Eutrophication is a process which causes low levels of oxygen in water and algal blooms that may harm aquatic life. Harmful algal blooms make dangerous toxins. They live best in nitrogen- and phosphorus-rich places which include the oceans contaminated by the aforementioned chemicals. In these ideal conditions, they choke surface water, blocking sunlight and nutrients from other life forms. Overgrowth of algal blooms makes water worse overall and disrupts the natural balance of aquatic ecosystems. Furthermore, as algal blooms die, CO_{2} is produced. This makes the ocean more acidic, a process called acidification.

The ocean's surface can absorb CO_{2} from the Earth's atmosphere as emissions increase with the rise in urban development. In fact, the ocean absorbs a quarter of the CO_{2} produced by humans. This helps to lessen the harmful effects of greenhouse gases, but it also makes the ocean more acidic. A drop in pH the prevents the proper formation of calcium carbonate, which sea creatures need to build or keep shells or skeletons. This is especially true for many species of molluscs and coral. However, some species have been able to thrive in a more acidic environment.

=== Food waste ===
Rapid growth of communities creates new challenges in the developed world and one such challenge is an increase in food waste also known as urban food waste. Food waste is the disposal of food products that can no longer be used due to unused products, expiration, or spoilage. The increase of food waste can raise environmental concerns such as increase production of methane gases and attraction of disease vectors. Landfills are the third leading cause of the release of methane, causing a concern on its impact to our ozone and on the health of individuals. Accumulation of food waste causes increased fermentation, which increases the risk of rodent and bug migration. An increase in migration of disease vectors creates greater potential of disease spreading to humans.

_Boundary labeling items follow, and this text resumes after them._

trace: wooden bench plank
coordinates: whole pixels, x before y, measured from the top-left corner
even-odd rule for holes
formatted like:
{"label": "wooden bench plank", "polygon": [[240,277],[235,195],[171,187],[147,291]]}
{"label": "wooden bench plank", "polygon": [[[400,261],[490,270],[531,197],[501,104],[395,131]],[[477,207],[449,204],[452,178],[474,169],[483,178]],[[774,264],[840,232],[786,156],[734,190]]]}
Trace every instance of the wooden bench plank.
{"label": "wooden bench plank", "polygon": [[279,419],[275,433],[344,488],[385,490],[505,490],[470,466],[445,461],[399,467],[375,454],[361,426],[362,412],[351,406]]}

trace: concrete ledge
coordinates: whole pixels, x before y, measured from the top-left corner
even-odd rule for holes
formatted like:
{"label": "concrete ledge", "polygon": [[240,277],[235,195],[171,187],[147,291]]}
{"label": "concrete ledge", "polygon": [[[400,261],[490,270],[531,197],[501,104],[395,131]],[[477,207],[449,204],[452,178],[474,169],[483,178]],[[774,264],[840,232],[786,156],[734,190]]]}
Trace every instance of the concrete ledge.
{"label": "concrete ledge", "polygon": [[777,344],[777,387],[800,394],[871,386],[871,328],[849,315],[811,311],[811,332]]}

Waste management systems vary on all scales from global to local and can also be influenced by lifestyle. Waste management was not a primary concern until after the Industrial Revolution. As urban areas continued to grow along with the human population, proper management of solid waste became an apparent concern. To address these concerns, local governments sought solutions with the lowest economic impacts which meant implementing technical solutions at the very last stage of the process. Current waste management reflects these economically motivated solutions, such as incineration or unregulated landfills. Yet, a growing increase for addressing other areas of life cycle consumption has occurred from initial stage reduction to heat recovery and recycling of materials. For example, concerns for mass consumption and fast fashion have moved to the forefront of the urban consumers' priorities. Aside from environmental concerns (e.g. climate change effects), other urban concerns for waste management are public health and land access.

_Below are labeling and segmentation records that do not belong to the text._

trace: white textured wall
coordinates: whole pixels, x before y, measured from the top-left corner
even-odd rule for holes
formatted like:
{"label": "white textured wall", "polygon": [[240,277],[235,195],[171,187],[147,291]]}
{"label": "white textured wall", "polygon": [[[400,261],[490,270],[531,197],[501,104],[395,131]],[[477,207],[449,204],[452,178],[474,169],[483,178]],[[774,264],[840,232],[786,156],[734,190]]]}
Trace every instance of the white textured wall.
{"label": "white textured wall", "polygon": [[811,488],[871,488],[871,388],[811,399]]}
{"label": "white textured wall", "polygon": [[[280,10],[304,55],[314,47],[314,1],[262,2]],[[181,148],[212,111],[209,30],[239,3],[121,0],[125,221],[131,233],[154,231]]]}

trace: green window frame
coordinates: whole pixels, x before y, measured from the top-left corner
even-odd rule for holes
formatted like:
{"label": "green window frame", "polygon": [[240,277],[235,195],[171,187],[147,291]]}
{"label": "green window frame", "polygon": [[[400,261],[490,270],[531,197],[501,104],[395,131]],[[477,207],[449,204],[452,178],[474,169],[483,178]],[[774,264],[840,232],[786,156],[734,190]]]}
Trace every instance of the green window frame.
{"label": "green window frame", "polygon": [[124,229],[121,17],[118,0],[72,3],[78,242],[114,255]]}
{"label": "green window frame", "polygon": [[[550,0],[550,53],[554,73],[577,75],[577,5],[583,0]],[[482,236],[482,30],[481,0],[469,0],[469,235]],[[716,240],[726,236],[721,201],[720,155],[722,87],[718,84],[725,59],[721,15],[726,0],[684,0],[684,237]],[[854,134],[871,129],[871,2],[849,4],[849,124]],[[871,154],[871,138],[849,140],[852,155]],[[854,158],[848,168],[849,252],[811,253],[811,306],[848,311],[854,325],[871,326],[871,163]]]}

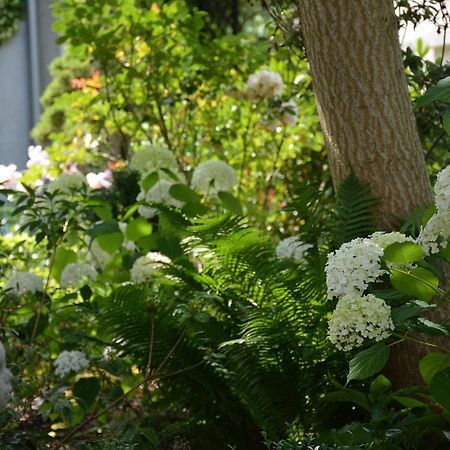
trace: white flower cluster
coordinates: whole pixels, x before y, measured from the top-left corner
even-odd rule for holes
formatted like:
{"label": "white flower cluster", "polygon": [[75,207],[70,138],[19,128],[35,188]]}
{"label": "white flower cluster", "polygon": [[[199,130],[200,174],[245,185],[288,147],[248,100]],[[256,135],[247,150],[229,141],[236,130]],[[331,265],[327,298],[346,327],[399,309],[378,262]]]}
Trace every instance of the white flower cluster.
{"label": "white flower cluster", "polygon": [[0,341],[0,408],[4,408],[11,398],[12,373],[6,367],[6,352]]}
{"label": "white flower cluster", "polygon": [[311,244],[305,244],[298,237],[291,236],[279,242],[275,254],[278,259],[292,259],[296,263],[301,263],[311,247]]}
{"label": "white flower cluster", "polygon": [[369,283],[383,275],[383,249],[370,239],[357,238],[328,255],[326,265],[328,296],[363,293]]}
{"label": "white flower cluster", "polygon": [[372,294],[342,297],[328,326],[328,339],[345,351],[360,347],[365,339],[381,341],[394,329],[390,306]]}
{"label": "white flower cluster", "polygon": [[97,278],[97,272],[90,264],[70,263],[61,273],[62,288],[80,289]]}
{"label": "white flower cluster", "polygon": [[[169,194],[169,189],[173,183],[167,180],[159,180],[147,192],[141,191],[137,196],[138,201],[145,201],[146,203],[164,203],[169,206],[181,208],[184,203],[173,198]],[[151,206],[141,205],[138,209],[139,214],[146,219],[151,219],[157,213],[155,208]]]}
{"label": "white flower cluster", "polygon": [[209,160],[199,164],[192,175],[192,187],[210,198],[216,197],[221,191],[230,192],[236,182],[236,171],[220,160]]}
{"label": "white flower cluster", "polygon": [[44,280],[31,272],[13,272],[6,283],[9,294],[23,295],[25,292],[43,292]]}
{"label": "white flower cluster", "polygon": [[60,192],[70,194],[72,190],[80,189],[86,185],[86,177],[81,173],[62,173],[58,178],[51,181],[48,186],[48,192]]}
{"label": "white flower cluster", "polygon": [[66,376],[70,372],[79,372],[89,365],[86,355],[77,350],[64,350],[53,362],[55,373],[60,377]]}
{"label": "white flower cluster", "polygon": [[444,250],[450,238],[450,166],[439,173],[434,193],[437,211],[419,235],[419,242],[427,254]]}
{"label": "white flower cluster", "polygon": [[152,281],[162,266],[169,263],[170,259],[167,256],[157,252],[149,252],[134,262],[130,271],[131,281],[135,283]]}
{"label": "white flower cluster", "polygon": [[277,72],[261,70],[248,77],[244,93],[250,100],[278,97],[283,91],[283,79]]}

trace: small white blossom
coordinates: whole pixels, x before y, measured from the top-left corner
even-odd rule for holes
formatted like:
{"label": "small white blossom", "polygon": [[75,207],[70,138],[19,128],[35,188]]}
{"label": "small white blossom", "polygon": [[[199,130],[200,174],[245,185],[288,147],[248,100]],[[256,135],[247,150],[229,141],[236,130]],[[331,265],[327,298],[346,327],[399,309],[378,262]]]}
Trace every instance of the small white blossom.
{"label": "small white blossom", "polygon": [[64,350],[53,362],[53,365],[55,366],[55,374],[64,377],[70,372],[77,373],[86,369],[89,365],[89,361],[82,352],[77,350]]}
{"label": "small white blossom", "polygon": [[0,408],[4,408],[11,398],[12,373],[6,367],[6,352],[3,343],[0,341]]}
{"label": "small white blossom", "polygon": [[250,100],[274,98],[281,94],[283,87],[283,79],[279,73],[261,70],[248,77],[244,93]]}
{"label": "small white blossom", "polygon": [[391,307],[372,294],[347,294],[336,306],[328,322],[328,339],[339,350],[360,347],[364,340],[381,341],[394,329]]}
{"label": "small white blossom", "polygon": [[97,278],[96,270],[86,263],[70,263],[64,267],[61,274],[62,288],[79,289]]}
{"label": "small white blossom", "polygon": [[105,170],[103,172],[89,172],[86,175],[87,184],[91,189],[109,189],[112,185],[112,172]]}
{"label": "small white blossom", "polygon": [[[141,191],[137,197],[138,201],[146,203],[164,203],[175,208],[181,208],[184,203],[169,194],[169,189],[173,183],[167,180],[159,180],[147,192]],[[141,205],[138,209],[139,214],[146,219],[151,219],[157,214],[157,209],[150,206]]]}
{"label": "small white blossom", "polygon": [[207,197],[215,197],[221,191],[230,192],[236,182],[236,171],[220,160],[199,164],[192,175],[192,187]]}
{"label": "small white blossom", "polygon": [[369,283],[384,274],[383,249],[370,239],[357,238],[328,255],[326,264],[328,297],[363,293]]}
{"label": "small white blossom", "polygon": [[391,233],[385,233],[384,231],[377,231],[369,236],[369,239],[383,250],[392,244],[403,242],[416,242],[411,236],[406,236],[398,231],[392,231]]}
{"label": "small white blossom", "polygon": [[33,166],[47,167],[49,164],[49,154],[46,150],[43,150],[40,145],[30,145],[28,147],[28,169]]}
{"label": "small white blossom", "polygon": [[43,292],[44,280],[31,272],[13,272],[6,283],[5,290],[16,296],[25,292]]}
{"label": "small white blossom", "polygon": [[81,173],[62,173],[58,178],[51,181],[48,186],[48,192],[61,192],[69,194],[72,190],[77,190],[86,184],[86,177]]}
{"label": "small white blossom", "polygon": [[152,281],[163,265],[169,263],[170,259],[167,256],[157,252],[149,252],[134,262],[130,271],[131,280],[135,283]]}
{"label": "small white blossom", "polygon": [[419,243],[425,253],[439,253],[447,247],[450,238],[450,210],[437,212],[420,229]]}
{"label": "small white blossom", "polygon": [[275,254],[278,259],[292,259],[296,263],[301,263],[311,247],[311,244],[305,244],[299,238],[291,236],[279,242]]}
{"label": "small white blossom", "polygon": [[438,212],[450,212],[450,166],[447,166],[437,176],[434,193]]}

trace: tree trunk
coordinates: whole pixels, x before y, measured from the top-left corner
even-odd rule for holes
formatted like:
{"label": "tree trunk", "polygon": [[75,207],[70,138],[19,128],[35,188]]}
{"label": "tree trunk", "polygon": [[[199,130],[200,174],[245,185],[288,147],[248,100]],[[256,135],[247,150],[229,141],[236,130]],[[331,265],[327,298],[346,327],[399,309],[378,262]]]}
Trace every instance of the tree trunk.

=== Habitat fragmentation ===
Urbanization can have a large effect on biodiversity by causing a division of habitats and thereby alienation of species, a process known as habitat fragmentation. Habitat fragmentation does not destroy the habitat, as seen in habitat loss, but rather breaks it apart with things like roads and railways. This change may affect a species ability to sustain life by separating it from the environment in which it is able to easily access food, and find areas that they may hide from predation. With proper planning and management, fragmentation can be avoided by adding corridors that aid in the connection of areas and allow for easier movement around urbanized regions.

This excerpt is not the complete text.